Yetro'nun koyunlarını otlattığı bir gün Tanrı Horeb dağında bir çalılığın içinden Musa'ya peygamberlik görevini bildirdi ve kardeşi Harun'u da yardımcısı yaptı. Peygamberlik görevini Tanrıdan alan Musa, Firavun'u tek bir Tanrıya inanmasını ve kavmini özgür bırakmasını istedi. Firavun Musa'nın isteklerini reddetti ve bu yüzden birçok felaket yaşandı. Felaketlerin ilahi bir mesaj olduğuna inanan Firavun sonunda Musa'nın kavmini serbest bıraktı.
Kavmiyle beraber Mısır'dan çıkan Musa 3 ay sonra Sina'ya vardı ve Tanrı burada Musa'ya 2 levhaya yazılmış 10 emri verdi. Musa Tanrı'dan 10 emri aldıktan sonra vaad edilmiş topraklara yerleşmek için yola çıktı. Göç sırasında İsrailoğulları sık sık Musa'ya isyan ettiler. Tanrı, İsrailoğullarının isyanını 40 yıl çölde yaşamakla cezalandırdı.Çölde Musa'nın kavmi 40 yıl içinde telef oldu. Vaad edilmiş topraklara sadece iki kişi vardı: Yefunne oğlu Kaleb ile Nun oğlu Yeşu
Musa Tanrının kendisine ilettiği emirleri bir ahit sandığına yerleştirdi ve ahit sandığıyla Yahudi inancının temelleri atıldı. Ayrıca İsrailoğullarının gelecekte vaad edilmiş topraklarda kuracağı devletin anayasası belli oldu.

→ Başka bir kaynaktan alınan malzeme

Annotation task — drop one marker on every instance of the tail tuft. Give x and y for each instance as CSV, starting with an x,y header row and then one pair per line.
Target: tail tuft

Mısır'dan çıktığında 80 yaşında olan Musa kavmiyle beraber 40 yıl sürgün yaşadıktan sonra 120 yaşında Moav'da vefat eder ve kavminin isyanından dolayı vaad edilmiş topraklara giremez. Musa'nın Mısır'dan kavmiyle çıkışı ve sonrasında yaşadığı 40 yıllık sürgün Tevrat'ta ''çıkış'' olarak anlatılır. Bu uzun yolculuk Yahudilerin kolektif bilincinde bir kırılma noktasıdır. Musa'nın yolculuğu Yahudiler için ikinci doğuştur.
Musa sonrası Yahudilere Nun oğlu Yeşu liderlik yaptı. Yeşu kutsal topraklara giden yolculuğunda Yahudilerin hem dini hem siyasi liderliği görevini yürüttü.. Tanrı, Yeşu'ya da Musa gibi peygamberlik görevi verdi.

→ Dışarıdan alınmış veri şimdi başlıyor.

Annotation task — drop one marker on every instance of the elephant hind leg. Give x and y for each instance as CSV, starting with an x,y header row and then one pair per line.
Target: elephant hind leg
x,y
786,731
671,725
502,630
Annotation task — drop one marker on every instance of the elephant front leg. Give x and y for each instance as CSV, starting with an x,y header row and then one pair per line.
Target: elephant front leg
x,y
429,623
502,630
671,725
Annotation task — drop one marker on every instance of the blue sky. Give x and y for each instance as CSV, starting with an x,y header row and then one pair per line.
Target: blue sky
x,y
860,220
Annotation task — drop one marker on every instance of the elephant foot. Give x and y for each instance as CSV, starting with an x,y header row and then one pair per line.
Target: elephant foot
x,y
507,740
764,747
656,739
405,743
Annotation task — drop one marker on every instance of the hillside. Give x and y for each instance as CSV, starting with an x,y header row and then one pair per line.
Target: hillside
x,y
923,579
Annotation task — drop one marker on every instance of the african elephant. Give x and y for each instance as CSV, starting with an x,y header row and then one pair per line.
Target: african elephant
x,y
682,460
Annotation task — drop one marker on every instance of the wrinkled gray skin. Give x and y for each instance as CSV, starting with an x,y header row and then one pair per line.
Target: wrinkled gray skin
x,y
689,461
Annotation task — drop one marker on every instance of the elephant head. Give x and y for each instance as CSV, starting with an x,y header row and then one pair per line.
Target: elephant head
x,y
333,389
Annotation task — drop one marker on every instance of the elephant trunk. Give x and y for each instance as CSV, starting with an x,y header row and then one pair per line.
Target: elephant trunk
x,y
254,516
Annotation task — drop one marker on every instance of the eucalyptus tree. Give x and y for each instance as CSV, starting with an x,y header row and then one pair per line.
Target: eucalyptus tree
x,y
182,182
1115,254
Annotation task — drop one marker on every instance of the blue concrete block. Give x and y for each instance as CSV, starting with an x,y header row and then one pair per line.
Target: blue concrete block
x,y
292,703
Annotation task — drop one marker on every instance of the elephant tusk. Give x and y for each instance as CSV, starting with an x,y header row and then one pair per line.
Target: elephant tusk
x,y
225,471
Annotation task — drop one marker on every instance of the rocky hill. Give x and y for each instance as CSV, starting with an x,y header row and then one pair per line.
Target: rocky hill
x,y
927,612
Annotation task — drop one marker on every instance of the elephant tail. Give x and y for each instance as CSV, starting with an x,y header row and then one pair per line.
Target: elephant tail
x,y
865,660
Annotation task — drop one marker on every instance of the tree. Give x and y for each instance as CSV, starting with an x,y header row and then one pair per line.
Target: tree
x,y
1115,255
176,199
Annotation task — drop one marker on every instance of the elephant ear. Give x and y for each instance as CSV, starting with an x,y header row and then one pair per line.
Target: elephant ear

Yeşu'nun vefatından sonra Yahudiler bir dönem lidersiz kaldı. Bu dönemde Yahudilerin yönetimini ''Şoftim'' adı verilen hakimler üstlendi. Bu dönemi diğer dönemlerden ayıran özelliği ise Yahudilerin başında bir peygamber olmamasına rağmen Tanrının şoftimler aracılığıyla vahiy göndermeye devam etmesidir. Yahudilerin peygambersiz geçen bu dönemi eski ahitin ''Hakimler'' kitabında detaylı şekilde anlatılmaktadır. Kur'anda da Nisa suresinin 163. Ayetinde bahsedilmektedir.
Peygambersiz geçen dönem sonrası Yahudilere peygamber olarak Samuel gönderildi. (Kur'an'daki ismi Tâlut) Samuel döneminde İsrailoğulları Filistinlilerle savaştı ve bu savaşın kazanılmasında Davud büyük rol oynadı.